Constitution relating to the provision by the Commonwealth of maternity allowances, widows' pensions, child endowment, unemployment benefits, pharmaceutical, sickness and hospital benefits, dental services, family allowances, and benefits to students. We did not say " except for the aborigines ". In other words, it seems to me that the time has arrived to have another look at this position, even from a constitutional point of view. The usual argument that is brought forward is that the power to make laws under section 5 (xxvi.) of the Constitution for the people of any race other than the aboriginal race, in any State, for whom it is deemed necessary to make special laws, is simply a safeguard in the Constitution, so that if the Commonwealth wants to make laws of a racial character those laws cannot be applied to the aboriginal race in the States, lt could make laws, for instance, for any members of Asian races in Australia, but it simply cannot deal with the aboriginal race under that head. However, that is a minor point because there is no doubt about the power of the Commonwealth to meet the cases mentioned by the honorable member for Wills.


Mr Duthie - Do you think there should be more Commonwealth power?


Dr EVATT - I am coming to that. What was proposed in 1944 is the policy of the Australian Labour movement - that this Parliament should have power, to be exercised at its discretion, in relation to Australian aborigines, for all Australia, without limitations or qualifications or conditions. 1 think that the question of social services can be dealt with under the present law without difficulty. That is the Labour party's view.

The Minister, in question time to-day. answered certain questions. He referred to members of the Opposition who make a special study of this subject, and one of those members is the honorable member for the Northern Territory (Mr. Nelson). Today, not one full-blood aboriginal in the Northern Territory receives any age or invalid pension. The honorable member for the Northern Territory assures me that that is still the position. Secondly, no fullblood aboriginal in the Northern Territory enjoys full citizenship rights as an Australian - not one.


Mr Hasluck - That is not true.


Dr EVATT - There may be some qualification to that. I do not want to overState the position. Is that not substantially correct?


Mr Hasluck - There are some - not many.


Dr EVATT - Except for the few the Minister indicates, the general position is that our fellow citizens in the Northern Territory, full-blood aborigines, do not enjoy civil rights. It is true that even some of our aboriginal artists do not enjoy full rights. They are placed under restrictions. It is said that this is for their benefit. But more important than their education or physical welfare is their recognition as human beings and respect for their dignity. If they are treated on that footing of equality, then we will get results. It is a bad position and I do not think that the Minister, although he puts up facts from his own point of view, and is very expert on the subject, can really support this.

I would like to see a charter giving these people full rights at once, at any rate in the Commonwealth territories.

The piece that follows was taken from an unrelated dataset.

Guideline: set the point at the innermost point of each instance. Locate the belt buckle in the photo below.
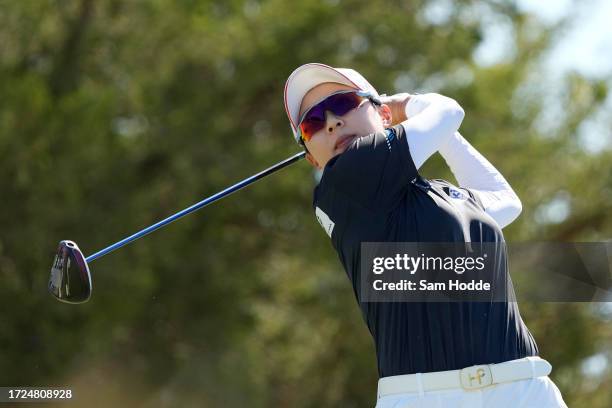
(475, 377)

I see no reason why these people should not enjoy social services. The exceptional case where it may be said that the individual cannot use the money given by way of social services can be met by the interposition of a trustee. It is very hard, 1 suppose, for the Commonwealth Ministry to deal with all the State authorities as well, and the answer to that ultimately is concurrent power in the Commonwealth to deal with the subject as a whole.

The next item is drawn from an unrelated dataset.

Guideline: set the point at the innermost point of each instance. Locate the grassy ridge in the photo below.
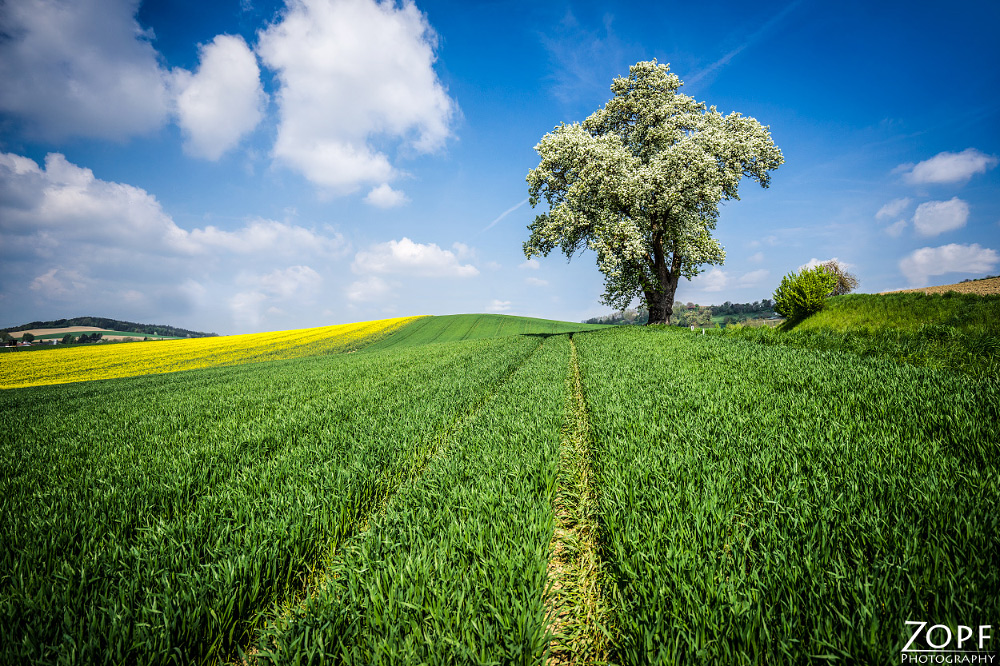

I am not limiting my remarks simply to the blood aboriginal. I refer to all aborigines. I say that they have to be treated as fellow Australians. If we do that, we can speak in international affairs about the status of native races and other peoples in countries such as South Africa, Russia and its satellites, and the United States, where under various fancy names there is still a tendency towards segregation. In the long run I do not think it will do anything but good to Australia as a whole if that new approach is made. Therefore the Opposition entirely supports what the honorable member for Wills has put forward and I am sure that the honorable member agrees with my views.